Article 28     A unit responsible for legal and regulatory compliance shall carry out the following activities:
  1. Establish clear and adequate systems of advocacy of laws and regulations, consultation, coordination, and communication.
  2. Ensure that procedural and managerial bylaws are updated in a timely manner in response to applicable laws and regulations, so that operations are in compliance with all laws and regulations.
  3. Formulate the content of and procedures for assessing compliance with laws and regulations and monitor the periodic self-assessment of the implementation thereof by each unit.
  4. Administer adequate and proper legal training on laws and regulations to personnel of each unit.
  5. Monitor the compliance by foreign branch offices with the laws and regulations of the host country in which they are located.
  6. Carry out such other activities as may be required by the competent authority.
     If a service enterprise has established a foreign branch office, the unit responsible for overseeing legal compliance matters shall supervise the foreign branch office in handling the following matters:
  1. Matters to ensure compliance with local laws and regulations, including collecting information on local financial laws and regulations, establishing a database of local laws and regulations, implementing self-assessment of compliance with laws and regulations faithfully, ensuring suitability of the chief compliance officer and the adequacy of resources (including personnel, equipment, and training) for compliance with laws and regulations.
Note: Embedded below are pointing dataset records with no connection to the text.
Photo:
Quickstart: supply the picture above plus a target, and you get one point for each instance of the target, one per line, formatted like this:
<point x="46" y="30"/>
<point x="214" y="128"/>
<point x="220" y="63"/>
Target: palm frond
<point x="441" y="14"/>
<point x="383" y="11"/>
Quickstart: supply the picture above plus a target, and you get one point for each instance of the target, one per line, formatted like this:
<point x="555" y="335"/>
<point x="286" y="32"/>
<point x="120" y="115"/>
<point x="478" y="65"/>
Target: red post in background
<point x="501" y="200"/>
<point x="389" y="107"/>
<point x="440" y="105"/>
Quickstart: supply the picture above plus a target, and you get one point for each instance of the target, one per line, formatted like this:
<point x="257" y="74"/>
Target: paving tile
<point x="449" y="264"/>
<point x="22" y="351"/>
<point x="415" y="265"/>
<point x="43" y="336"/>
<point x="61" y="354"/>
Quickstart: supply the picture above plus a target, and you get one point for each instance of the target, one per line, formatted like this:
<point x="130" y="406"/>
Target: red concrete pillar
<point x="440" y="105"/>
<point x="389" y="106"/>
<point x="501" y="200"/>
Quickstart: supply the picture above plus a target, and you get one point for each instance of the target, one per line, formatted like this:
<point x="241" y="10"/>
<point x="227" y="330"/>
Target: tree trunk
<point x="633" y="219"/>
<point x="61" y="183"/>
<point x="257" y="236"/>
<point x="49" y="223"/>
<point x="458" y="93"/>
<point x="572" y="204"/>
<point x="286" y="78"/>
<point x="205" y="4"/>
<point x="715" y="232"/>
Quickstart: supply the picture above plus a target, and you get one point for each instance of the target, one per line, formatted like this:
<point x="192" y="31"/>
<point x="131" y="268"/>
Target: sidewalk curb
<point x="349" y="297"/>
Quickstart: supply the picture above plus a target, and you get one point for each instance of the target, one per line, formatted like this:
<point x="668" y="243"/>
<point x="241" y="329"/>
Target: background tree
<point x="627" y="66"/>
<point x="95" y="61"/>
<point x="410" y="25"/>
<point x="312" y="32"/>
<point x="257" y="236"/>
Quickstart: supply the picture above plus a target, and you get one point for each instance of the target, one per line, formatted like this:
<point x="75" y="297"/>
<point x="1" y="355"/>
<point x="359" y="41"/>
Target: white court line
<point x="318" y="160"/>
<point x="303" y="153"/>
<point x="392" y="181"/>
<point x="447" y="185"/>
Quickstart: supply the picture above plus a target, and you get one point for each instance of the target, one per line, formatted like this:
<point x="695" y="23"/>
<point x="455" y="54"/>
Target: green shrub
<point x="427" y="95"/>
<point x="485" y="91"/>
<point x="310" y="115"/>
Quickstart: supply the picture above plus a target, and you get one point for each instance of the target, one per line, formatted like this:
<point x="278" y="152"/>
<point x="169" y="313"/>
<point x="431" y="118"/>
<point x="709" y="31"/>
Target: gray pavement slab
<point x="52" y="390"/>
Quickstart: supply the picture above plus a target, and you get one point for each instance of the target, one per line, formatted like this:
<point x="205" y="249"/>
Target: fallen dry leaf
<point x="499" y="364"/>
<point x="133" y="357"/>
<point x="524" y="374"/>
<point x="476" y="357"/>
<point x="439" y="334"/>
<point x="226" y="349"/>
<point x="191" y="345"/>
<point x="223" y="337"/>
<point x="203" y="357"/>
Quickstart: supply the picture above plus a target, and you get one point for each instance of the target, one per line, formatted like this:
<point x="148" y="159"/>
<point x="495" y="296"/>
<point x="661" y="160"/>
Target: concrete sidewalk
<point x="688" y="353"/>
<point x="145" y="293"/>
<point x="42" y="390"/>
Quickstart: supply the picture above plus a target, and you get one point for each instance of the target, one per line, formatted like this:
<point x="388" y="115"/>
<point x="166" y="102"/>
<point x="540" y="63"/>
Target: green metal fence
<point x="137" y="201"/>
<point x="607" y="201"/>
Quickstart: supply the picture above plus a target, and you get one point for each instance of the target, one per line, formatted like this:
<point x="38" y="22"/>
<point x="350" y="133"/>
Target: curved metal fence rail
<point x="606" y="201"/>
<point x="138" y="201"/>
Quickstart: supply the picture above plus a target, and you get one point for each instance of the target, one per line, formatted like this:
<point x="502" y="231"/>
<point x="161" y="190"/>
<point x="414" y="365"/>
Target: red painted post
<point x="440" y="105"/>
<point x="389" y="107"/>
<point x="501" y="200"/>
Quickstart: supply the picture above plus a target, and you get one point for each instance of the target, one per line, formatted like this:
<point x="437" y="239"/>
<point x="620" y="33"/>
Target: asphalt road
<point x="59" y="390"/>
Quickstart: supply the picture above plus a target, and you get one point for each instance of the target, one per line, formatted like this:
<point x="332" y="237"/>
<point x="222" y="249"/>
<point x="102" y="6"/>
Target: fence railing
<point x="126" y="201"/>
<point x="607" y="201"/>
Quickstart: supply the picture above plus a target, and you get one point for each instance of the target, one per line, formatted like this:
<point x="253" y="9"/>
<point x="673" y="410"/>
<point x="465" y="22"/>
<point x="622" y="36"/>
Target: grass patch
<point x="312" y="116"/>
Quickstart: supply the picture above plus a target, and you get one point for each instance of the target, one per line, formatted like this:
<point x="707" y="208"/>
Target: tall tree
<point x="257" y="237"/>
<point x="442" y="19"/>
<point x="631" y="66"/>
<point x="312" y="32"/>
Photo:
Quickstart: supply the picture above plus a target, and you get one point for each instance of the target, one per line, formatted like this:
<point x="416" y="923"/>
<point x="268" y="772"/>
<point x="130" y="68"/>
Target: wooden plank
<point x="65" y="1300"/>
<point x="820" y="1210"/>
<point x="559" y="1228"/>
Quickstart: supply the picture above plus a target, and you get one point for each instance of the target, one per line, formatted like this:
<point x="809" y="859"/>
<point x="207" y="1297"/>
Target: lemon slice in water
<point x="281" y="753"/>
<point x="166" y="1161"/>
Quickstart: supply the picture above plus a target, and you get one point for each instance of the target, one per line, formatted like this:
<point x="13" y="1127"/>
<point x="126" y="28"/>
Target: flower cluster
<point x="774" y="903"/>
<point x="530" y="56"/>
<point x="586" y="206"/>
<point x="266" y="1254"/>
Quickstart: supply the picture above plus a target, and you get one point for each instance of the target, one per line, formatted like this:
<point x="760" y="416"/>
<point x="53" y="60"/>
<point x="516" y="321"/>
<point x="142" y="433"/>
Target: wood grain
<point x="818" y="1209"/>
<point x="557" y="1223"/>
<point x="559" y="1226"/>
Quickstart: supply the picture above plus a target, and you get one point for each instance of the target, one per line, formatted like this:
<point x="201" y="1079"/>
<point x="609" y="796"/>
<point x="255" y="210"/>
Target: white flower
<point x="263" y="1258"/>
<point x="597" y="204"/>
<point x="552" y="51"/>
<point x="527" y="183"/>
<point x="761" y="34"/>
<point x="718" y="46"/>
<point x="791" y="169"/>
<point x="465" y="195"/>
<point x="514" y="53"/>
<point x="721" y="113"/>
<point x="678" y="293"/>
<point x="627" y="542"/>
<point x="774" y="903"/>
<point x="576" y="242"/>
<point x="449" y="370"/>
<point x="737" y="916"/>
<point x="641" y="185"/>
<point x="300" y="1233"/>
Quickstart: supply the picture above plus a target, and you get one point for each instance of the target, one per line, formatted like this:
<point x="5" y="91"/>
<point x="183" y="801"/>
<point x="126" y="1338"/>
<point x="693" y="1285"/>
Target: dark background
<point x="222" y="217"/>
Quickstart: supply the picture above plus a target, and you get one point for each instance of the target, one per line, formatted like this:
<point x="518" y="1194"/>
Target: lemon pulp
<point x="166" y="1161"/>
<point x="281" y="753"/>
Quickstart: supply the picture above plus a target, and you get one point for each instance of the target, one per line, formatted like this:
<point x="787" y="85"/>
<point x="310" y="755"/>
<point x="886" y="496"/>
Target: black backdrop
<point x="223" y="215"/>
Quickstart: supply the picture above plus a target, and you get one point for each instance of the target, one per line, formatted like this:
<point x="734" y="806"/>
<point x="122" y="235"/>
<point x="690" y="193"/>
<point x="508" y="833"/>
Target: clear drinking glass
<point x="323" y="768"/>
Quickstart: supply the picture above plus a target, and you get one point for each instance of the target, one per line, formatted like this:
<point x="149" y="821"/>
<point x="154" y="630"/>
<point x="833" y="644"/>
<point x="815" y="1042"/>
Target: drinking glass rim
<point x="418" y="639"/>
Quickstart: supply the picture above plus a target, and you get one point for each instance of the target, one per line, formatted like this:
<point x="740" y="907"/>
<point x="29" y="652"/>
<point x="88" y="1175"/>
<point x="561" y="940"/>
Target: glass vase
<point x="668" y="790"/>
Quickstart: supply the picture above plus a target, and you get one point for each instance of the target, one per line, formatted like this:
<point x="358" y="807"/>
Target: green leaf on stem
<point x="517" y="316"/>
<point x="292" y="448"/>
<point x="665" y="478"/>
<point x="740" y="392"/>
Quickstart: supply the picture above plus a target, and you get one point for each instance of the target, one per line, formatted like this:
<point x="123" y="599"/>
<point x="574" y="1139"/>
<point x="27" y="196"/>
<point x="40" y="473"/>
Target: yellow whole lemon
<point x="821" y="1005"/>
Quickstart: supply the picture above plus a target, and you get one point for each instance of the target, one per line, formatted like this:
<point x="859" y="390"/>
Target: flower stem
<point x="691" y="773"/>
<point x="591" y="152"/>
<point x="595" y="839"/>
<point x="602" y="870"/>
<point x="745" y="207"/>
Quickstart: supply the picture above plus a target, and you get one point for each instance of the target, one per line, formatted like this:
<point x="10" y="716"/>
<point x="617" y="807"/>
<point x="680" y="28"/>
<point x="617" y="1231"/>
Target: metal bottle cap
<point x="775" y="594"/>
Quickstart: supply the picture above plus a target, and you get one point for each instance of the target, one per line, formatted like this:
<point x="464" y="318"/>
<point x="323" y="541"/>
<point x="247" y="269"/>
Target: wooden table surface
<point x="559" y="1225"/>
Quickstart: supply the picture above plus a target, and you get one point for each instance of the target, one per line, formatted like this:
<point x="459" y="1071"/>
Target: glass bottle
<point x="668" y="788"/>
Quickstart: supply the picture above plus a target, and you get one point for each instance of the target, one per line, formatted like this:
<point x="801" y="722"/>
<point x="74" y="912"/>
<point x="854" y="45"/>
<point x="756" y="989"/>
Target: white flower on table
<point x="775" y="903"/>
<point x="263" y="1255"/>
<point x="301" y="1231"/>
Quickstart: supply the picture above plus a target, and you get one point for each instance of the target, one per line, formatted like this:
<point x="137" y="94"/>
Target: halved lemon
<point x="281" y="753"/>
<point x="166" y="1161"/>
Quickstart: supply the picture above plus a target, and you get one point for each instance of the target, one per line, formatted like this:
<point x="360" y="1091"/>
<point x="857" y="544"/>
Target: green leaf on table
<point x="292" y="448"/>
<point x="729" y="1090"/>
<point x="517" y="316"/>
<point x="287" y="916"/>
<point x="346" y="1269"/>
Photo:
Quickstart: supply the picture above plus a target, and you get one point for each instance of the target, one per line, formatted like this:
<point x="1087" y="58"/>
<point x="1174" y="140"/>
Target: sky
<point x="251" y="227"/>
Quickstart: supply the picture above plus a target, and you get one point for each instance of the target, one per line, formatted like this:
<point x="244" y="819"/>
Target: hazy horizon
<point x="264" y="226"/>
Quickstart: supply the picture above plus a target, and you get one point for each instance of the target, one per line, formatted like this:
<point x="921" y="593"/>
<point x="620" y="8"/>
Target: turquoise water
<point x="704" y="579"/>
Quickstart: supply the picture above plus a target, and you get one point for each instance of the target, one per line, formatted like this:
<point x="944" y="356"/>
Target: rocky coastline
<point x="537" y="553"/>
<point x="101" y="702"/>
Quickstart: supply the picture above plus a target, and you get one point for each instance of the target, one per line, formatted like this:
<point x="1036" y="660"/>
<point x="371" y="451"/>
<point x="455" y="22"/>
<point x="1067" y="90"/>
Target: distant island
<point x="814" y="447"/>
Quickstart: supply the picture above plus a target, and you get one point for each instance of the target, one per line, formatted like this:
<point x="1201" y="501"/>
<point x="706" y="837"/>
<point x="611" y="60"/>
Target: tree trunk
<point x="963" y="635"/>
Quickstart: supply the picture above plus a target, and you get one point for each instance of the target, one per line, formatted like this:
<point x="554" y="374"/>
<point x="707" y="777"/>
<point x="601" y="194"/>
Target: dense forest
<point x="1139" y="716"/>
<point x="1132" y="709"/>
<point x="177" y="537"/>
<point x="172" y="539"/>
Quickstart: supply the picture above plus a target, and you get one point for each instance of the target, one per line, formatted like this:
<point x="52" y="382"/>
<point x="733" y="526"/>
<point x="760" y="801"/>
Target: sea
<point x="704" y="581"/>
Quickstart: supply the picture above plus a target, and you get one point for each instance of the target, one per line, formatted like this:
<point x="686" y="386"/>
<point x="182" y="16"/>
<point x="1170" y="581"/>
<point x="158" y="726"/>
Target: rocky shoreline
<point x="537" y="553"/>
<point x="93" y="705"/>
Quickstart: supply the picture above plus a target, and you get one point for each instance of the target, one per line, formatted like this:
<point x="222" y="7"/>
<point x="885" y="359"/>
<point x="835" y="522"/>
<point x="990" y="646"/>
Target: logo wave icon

  2. Establishment of a mechanism for self-assessment and monitoring of legal compliance risks. If the scale of business is large, or the complexity or the degree of risk is high, a local external independent expert shall be engaged to verify the effectiveness of the mechanism for self-assessment and monitoring of legal compliance risks.
    Self-assessment of compliance with laws and regulations shall be performed no less frequently than annually, with the results delivered to the compliance unit for future reference. The head of a unit shall designate a person responsible for performing self-assessment within that unit.
    Working papers and materials in connection with the self-assessment under the preceding paragraph shall be retained for no less than 5 years.